The Washington Post reports: “On Monday, Romney said he had named Beth Myers, his longtime senior adviser, to lead his vice presidential search committee, even though he claimed it is ‘way too early to begin narrowing down who the potential vice presidential nominees might be.’

“For any nominee, the selection of a running mate is a vitally important political calculation: It could help swing a key state or voting demographic or reassure voters that a capable second is ready to take over if something happens.”

Myers is the logical choice to run the search which requires the candidate’s absolute trust, organizational skills, and political experience (to smell trouble, for one thing). Myers is, next to Ann, perhaps Romney’s closest advisor. Cynics will say that this might be a gambit to help him with women voter, but no voter in her right mind chooses a candidate based on whom he selects to run the VP search.

Actually, there probably was no one else in Romney’s circle as suited to the task. Myers was his chief of staff when he was governor and ran the 2008 campaign. If a chief of staff is supposed to ease decision-making and ensure the boss gets the full range of options, based on her previous experience, she is well-prepared for this assignment, which above all requires skill in rooting out information about interviewing the VPs, culling the herd and keeping the material and the entire process confidential.

As for the potential VPs, now is the time to put up or shut up. The ones who really aren’t interested will not waste their time and Myers’s by participating in the exhaustive vetting process.

As for the criteria, the biggest cliche in VP-selection — the most important thing is finding someone to step into the presidency, if need be — happens to be true. If someone is not obviously prepared, ready for the hot light of press scrutiny and capable of governance, everything else is immaterial. And to a large degree the other concerns (e.g. executive competence, discipline, judgment, center-right ideology) will be subsumed by a single question: Would the country feel comfortable with this person if he or she stepped into complete the Romney presidency?
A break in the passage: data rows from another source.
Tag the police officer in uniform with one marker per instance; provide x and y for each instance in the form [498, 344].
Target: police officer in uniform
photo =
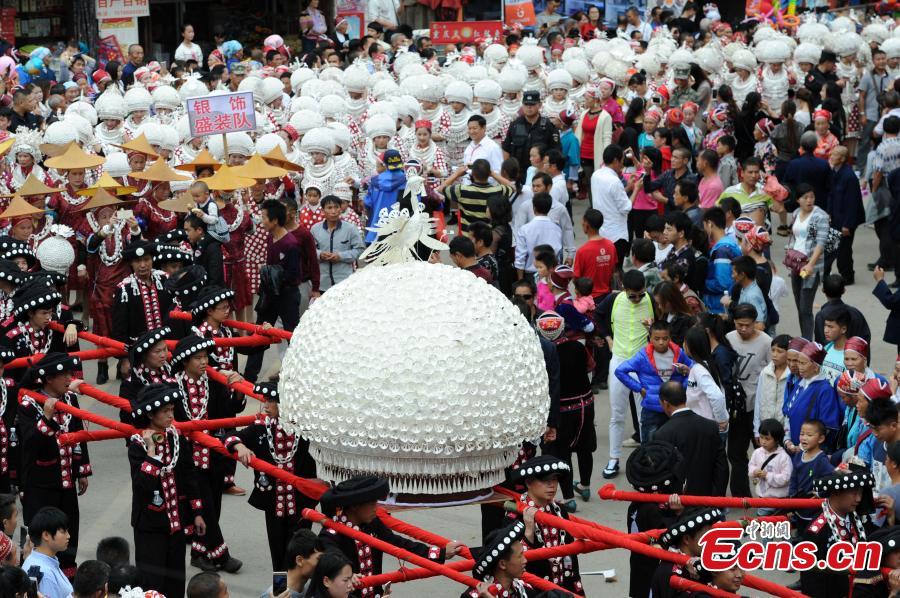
[528, 130]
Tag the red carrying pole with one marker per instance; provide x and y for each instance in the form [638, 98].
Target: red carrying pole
[388, 548]
[422, 535]
[276, 333]
[687, 585]
[609, 492]
[617, 539]
[87, 355]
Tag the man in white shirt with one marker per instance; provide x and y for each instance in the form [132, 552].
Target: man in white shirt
[482, 146]
[608, 195]
[383, 12]
[554, 165]
[540, 231]
[524, 213]
[635, 24]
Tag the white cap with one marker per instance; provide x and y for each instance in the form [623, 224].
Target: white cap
[488, 91]
[379, 125]
[341, 135]
[270, 89]
[579, 69]
[266, 143]
[111, 104]
[84, 109]
[744, 59]
[512, 79]
[559, 79]
[810, 53]
[356, 78]
[332, 106]
[137, 99]
[459, 91]
[166, 96]
[116, 164]
[300, 76]
[319, 139]
[61, 132]
[304, 120]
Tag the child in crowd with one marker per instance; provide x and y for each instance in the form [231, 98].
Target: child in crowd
[654, 229]
[208, 210]
[311, 213]
[770, 466]
[544, 262]
[810, 463]
[770, 386]
[727, 164]
[584, 301]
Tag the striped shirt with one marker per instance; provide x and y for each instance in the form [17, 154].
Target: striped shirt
[473, 198]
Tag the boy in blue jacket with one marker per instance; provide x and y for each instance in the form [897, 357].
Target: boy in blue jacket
[659, 362]
[724, 250]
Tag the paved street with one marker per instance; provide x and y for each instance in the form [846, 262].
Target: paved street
[105, 509]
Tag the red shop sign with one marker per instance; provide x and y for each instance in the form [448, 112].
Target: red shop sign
[451, 32]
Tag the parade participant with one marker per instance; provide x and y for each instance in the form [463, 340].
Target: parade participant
[501, 563]
[848, 498]
[27, 153]
[34, 307]
[541, 478]
[137, 106]
[139, 152]
[140, 302]
[682, 537]
[458, 95]
[148, 356]
[812, 398]
[379, 130]
[320, 171]
[165, 498]
[68, 207]
[487, 94]
[153, 219]
[426, 152]
[23, 219]
[651, 468]
[201, 399]
[183, 286]
[111, 111]
[354, 503]
[53, 475]
[207, 251]
[109, 237]
[282, 503]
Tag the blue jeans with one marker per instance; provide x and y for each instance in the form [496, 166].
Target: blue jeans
[650, 421]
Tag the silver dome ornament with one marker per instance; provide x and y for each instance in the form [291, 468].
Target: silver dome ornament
[411, 411]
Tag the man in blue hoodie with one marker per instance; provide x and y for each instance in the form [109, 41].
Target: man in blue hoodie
[659, 362]
[384, 190]
[724, 249]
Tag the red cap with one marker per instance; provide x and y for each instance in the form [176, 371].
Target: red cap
[814, 352]
[100, 75]
[797, 344]
[562, 276]
[858, 345]
[875, 389]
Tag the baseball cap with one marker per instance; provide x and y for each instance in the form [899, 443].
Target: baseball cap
[531, 97]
From Romney’s standpoint, his natural caution and aversion to showboating will help him here. The VP pick is not the time to throw a Hail Mary, especially for a candidate who is selling himself on sober leadership. He should rightly be concerned with how he will work with this person so long as he holds the presidency. If he doesn’t trust and respect the person, it will be a disaster from the get-go.

President Obama resisted the calls to select Hillary Clinton as VP. He didn’t think he needed her to win the presidency (and was right about that). Romney should resist calls to be “bold” or to lock down a constituency with a given pick. He’d be wise to forget all that. Pick someone he’d feel comfortable with with the presidency and with whom he can work well. The rest is essentially irrelevant.